# How the Munsell Display Calculator Works

The Munsell Display Calculator is a tool for studying and comparing the perceptual uniformity of color spaces. It is based on the Munsell Renotation System (Color Science: Concepts and Methods, Quantitative Data and Formulae, Wyszecki and Stiles, pp. 507-509). The data set used was obtained from W&S, pp. 840-852, where it is tabulated as xyY, relative to CIE Standard Illuminant C. The Munsell Renotation System is based on three reference parameters: Hue, Value and Chroma, which are perceptually evenly spaced. Thus, all colors having the same notation for Hue (e.g. 5.0 YR) will appear to the eye to be the same hue, regardless of their Value and Chroma. This should be contrasted with the hue angle associated with the CIE Lab and Luv color systems, where this property is not always true (e.g. the "Blue Turns Purple" problem).

With the calculator, you may display the colors in any of three color spaces: xyY, Lab or Luv.

Since the number of colors in the set is so large (2734), the calculator has controls to restrict the display to certain subsets of Hue, Value and Chroma. For each of these three attributes, you may select an individual item, or all items (the All setting is always found at the extreme right end of the sliders). By experimenting a bit, you will quickly learn how this works, and the usefulness of these controls. With them, you may, for example, display all colors of a certain Value, or all colors of a certain Hue, or all colors of a certain Value and Chroma. The best way to learn is by trying it for yourself.
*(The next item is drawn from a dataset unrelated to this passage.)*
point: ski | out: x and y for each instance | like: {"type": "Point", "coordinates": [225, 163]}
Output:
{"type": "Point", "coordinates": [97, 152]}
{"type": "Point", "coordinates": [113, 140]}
Finally, the actual drawing of the colors may be controlled to better display the relationships among the colors. Rings will connect those colors sharing a common Chroma, which makes it easier to see the shape (which ideally should be circular). Radials will connect those colors sharing a common Hue, which allows you to see how straight the lines are.

## Attributes of a Perceptually Uniform Color Space

For a given Value, all rings of constant Chroma should be circular in shape, and the increment in radius between neighboring rings should be constant. Also for a given Value, all radials of constant Hue should be straight lines, and the angle between neighboring radials should be constant (9 degrees, since the Munsell Renotation System data has 40 Hues: 360 / 40 = 9).

Furthermore, as you compare colors of different Value, the rings should align, as should the radials.

See the Uniform Perceptual Lab page for an implementation of a color space with these perceptual properties.

## The "Blue Turns Purple" Problem

Many people have experienced the disappointment of printing an image, only to find that the rich blues seen on their monitor have turned purple on the print. The reason this occurs is explained here.

The problem starts with the observation that a typical full blue on a monitor simply cannot be reproduced on a printer. Since an accurate reproduction is physically impossible, a substitute color must be used in its place. It would be nice if this substitute color was the same apparent hue, although perhaps less saturated. A printer profile will typically choose the substitute color by selecting a color of similar hue angle, as measured in the CIE Lab color system. Unfortunately, the Lab color system is not perfect in its ability to match its hue angle with perceptual hue. This is easier to understand by looking at a picture:

Let's say our monitor displays the saturated blue color indicated as "Before" in the picture. Since this color is outside the color gamut of the printer, a typical profile will choose a substitute color along the same hue angle (i.e. moving towards the origin as shown by the red line) until a color is found that is within the color gamut of the printer (labeled "After"). We can see that doing this causes the visual Hue (of the Munsell system) to change from a blue (7.5 PB) to a purple (5.0 P).

A similar "Red Turns Orange" problem occurs for the same reason. This is left as an exercise for the reader, but you can see it if you select Value = 5, and observe the curved radials in the red region (10.0 R).